Richard Dreyfuss Does His Best Work in Ages in Madoff

There’s something particularly compelling, and nerve-racking, about watching an elaborate liar squirm—Matt Damon in The Informant!, Hayden Christensen in Shattered Glass, and, in the new ABC mini-series Madoff, Richard Dreyfuss as one of the grandest liars of the 21st century, Ponzi schemer Bernie Madoff, monster of New York finance and, probably, sociopath. Madoff, which runs in two parts on back-to-back nights starting February 3, doesn’t delve too deeply into this ghoul’s psychology, but Dreyfuss sniffs him out anyway, giving a mesmerizing, slyly funny performance that’s his best work in ages.

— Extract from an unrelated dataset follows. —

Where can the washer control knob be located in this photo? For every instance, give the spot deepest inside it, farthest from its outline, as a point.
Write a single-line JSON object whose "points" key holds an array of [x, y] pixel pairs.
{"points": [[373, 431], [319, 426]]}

Written by Ben Robbins and directed by Raymond De Felitta, Madoff is a pretty straightforward major-network mini-series, introducing us to Madoff, his family, his crime, and his comeuppance. Introductions would be all we got if it wasn’t for Dreyfuss (and Blythe Danner, as Ruth Madoff), who draws a shifty, fascinating portrait of a man whose overt generosity and largesse masks a howling void—of actual money, yes, but more crucially of conscience. Madoff’s relationship with his wife is self-serving, she tending the fires of his Great Man airs, he using her to prove to himself that his love of family is what rescues him from moral oblivion. Trouble is, he’s lying to her (the mini-series doesn’t really get into the theory that Ruth was complicit in the scheme), and he’s often terrible to his sons, Mark and Andrew, two ambitious young men straining in the shadow of their father, but kept out of his innermost circle to protect the big lie around which their lives orbit.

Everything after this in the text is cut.